Óscar Pérez hace un año hizo lo que nadie se atrevió

Hoy se cumple un año de aquel día en el que Óscar Pérez se arriesgó a hacer lo que nadie se atrevió. Fue el 27 de junio de 2017 cuando la historia del funcionario del Cuerpo de Investigaciones Científicas, Penales y Criminalísticas (Cicpc) comenzó.

Mientras en Venezuela se llevaban a cabo protestas en contra del gobierno de Nicolás Maduro, decidió sobrevolar un helicóptero en la sede del TSJ.

Pérez, junto a su compañero Alejandro Díaz Pimentel, ambos funcionarios del Cicpc, se convirtieron en noticia: tomaron una aeronave de las fuerzas policiales del Estado, desplegaron una pancarta con una bandera de Venezuela y el artículo 350 de la Constitución; también lanzaron, según testigos, un objeto explosivo que no dejó heridos que lamentar, sino un par de vidrios rotos de la sede judicial.

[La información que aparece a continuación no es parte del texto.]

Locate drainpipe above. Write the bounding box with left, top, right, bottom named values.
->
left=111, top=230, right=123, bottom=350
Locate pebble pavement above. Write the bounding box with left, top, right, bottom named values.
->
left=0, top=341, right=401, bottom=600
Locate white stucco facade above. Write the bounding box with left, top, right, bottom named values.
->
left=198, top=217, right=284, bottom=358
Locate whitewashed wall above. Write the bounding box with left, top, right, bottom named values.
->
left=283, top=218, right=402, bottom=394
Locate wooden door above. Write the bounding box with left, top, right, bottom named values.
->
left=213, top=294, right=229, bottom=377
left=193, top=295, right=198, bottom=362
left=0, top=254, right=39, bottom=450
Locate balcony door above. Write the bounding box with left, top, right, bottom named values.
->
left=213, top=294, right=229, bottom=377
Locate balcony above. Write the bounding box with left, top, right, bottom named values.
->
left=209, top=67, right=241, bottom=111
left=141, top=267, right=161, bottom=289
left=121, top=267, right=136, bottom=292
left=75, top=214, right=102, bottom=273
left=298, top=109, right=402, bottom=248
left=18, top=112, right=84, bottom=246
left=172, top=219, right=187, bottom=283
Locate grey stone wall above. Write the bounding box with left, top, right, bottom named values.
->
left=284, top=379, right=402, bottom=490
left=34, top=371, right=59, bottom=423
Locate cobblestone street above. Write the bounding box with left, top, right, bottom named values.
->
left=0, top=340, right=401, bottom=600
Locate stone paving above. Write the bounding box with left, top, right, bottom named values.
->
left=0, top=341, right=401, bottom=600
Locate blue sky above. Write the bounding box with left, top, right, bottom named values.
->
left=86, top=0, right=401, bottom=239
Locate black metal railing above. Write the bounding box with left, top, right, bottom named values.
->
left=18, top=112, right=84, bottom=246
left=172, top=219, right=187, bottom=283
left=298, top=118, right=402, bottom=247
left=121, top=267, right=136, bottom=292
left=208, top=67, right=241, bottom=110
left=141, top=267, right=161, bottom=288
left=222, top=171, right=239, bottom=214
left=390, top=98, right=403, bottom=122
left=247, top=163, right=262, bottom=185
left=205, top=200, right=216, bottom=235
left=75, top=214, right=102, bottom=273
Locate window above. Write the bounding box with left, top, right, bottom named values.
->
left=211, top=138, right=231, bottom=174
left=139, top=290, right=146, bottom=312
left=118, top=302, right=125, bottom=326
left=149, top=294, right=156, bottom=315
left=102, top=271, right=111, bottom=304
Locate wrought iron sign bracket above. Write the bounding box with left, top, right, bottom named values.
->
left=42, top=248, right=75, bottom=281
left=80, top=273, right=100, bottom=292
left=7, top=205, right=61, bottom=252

La tripulación del helicóptero cruzó Caracas y llegó a la zona este del Ávila. Ninguna aeronave de la Fuerza Armada lo persiguió, pese a que estuvo en una zona de seguridad y a unos cuantos metros del Palacio de Miraflores.

El hecho se registró pasadas las 5 de la tarde de aquel 27 de junio. Unas horas después, aproximadamente a las 7 de la noche, funcionarios del gobierno consideraron la iniciativa de Pérez y Pimentel como un “ataque terrorista” y pidieron a la Mesa de la Unidad Democrática que condenara lo ocurrido.

Ese mismo día, se difundió un video que mostraba al líder de la operación, el inspector Óscar Pérez, miembro de la Brigada de Acciones Especiales del Cuerpo de Investigaciones Científicas, Penales y Criminalísticas (Cicpc), rodeado de otros efectivos que colaboraron en la acción. Pidió la renuncia del presidente Nicolás Maduro. Mencionó que no pertenecía a ningún grupo político y utilizó como consigna: “Somos nacionalistas, patriotas e institucionalistas”.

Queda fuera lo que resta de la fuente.